Q and A

Question

Is undetectable in blood the same as undetectable in genital fluids?

I have a question about having an undetectable viral load.

I read that even though your bloods may say you are undetectable, it is still possible to detect the virus in vaginal fluid or semen. Is this correct?

If so, does that mean that if you have sex without a condom (even oral) you could still pose a risk to someone and pass it on?

How is it then possible to be truly ‘undetectable’?

It seems to me that this is the problem as it’s not possible. Should I then have vaginal swabs to test for presence of the virus there?

I have been undetectable for 6 months now.

Answer

Thank you for your question.

Most people who have an undetectable viral load in their blood also have an undetectable viral load in the semen or vaginal fluid.

However, several studies have reported that this is not always the case. One in ten people with an undetectable viral load in their blood plasma are still detectable in other part of the body, including in genital fluid.

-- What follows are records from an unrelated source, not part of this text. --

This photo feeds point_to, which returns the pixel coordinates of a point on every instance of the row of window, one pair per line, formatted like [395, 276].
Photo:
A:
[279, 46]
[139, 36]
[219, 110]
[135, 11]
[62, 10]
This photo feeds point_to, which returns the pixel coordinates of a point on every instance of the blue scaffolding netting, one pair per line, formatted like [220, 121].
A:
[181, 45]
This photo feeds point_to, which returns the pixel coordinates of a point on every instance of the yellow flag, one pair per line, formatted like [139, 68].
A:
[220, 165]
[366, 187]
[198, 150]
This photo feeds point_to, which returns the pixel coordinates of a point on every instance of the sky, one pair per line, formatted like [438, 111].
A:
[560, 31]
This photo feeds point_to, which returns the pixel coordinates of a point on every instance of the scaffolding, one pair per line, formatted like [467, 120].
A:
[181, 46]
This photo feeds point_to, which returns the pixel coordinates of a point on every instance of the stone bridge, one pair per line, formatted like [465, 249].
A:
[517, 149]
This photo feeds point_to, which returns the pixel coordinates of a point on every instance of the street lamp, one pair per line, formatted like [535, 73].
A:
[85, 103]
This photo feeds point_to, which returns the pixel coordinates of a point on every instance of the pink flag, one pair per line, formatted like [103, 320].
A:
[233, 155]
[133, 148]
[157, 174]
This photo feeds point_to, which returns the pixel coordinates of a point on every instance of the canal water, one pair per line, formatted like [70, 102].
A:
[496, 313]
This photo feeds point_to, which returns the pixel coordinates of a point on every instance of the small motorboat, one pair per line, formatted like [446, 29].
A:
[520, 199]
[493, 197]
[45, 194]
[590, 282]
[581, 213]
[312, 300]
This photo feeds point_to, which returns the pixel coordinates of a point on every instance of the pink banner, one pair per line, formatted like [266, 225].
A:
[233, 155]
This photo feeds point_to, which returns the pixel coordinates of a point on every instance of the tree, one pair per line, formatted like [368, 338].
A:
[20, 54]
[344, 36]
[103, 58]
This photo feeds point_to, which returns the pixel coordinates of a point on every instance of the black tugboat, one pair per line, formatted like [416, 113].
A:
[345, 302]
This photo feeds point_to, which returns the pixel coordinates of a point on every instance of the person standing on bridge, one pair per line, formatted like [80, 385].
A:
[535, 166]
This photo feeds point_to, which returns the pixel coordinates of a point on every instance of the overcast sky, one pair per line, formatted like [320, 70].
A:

Testing viral load in genital fluids is difficult and expensive, but generally, so long as viral load is undetectable in blood, it will also be at very low levels in other compartments.

This article has more information about compartments and santuary sites.

Having an undetectable viral load dramatically reducing the risk of HIV transmission even if you are no using condoms. This would mean there is no risk of transmission from oral sex and the risk from vagainal and anal sex also get pretty close to zero.

In the PARTNER study that reported the safety of having an undetectable viral load, no linked tranmissions occured after almost 45,000 time from having sex without a condom.

This means that in practice low levels of detectable viral load in sexual fluids were not high enough to transmit HIV in this study, so long as viral load was undetectable in blood.

This answer was updated in January 2016 from a question first posted on 12 April 2011.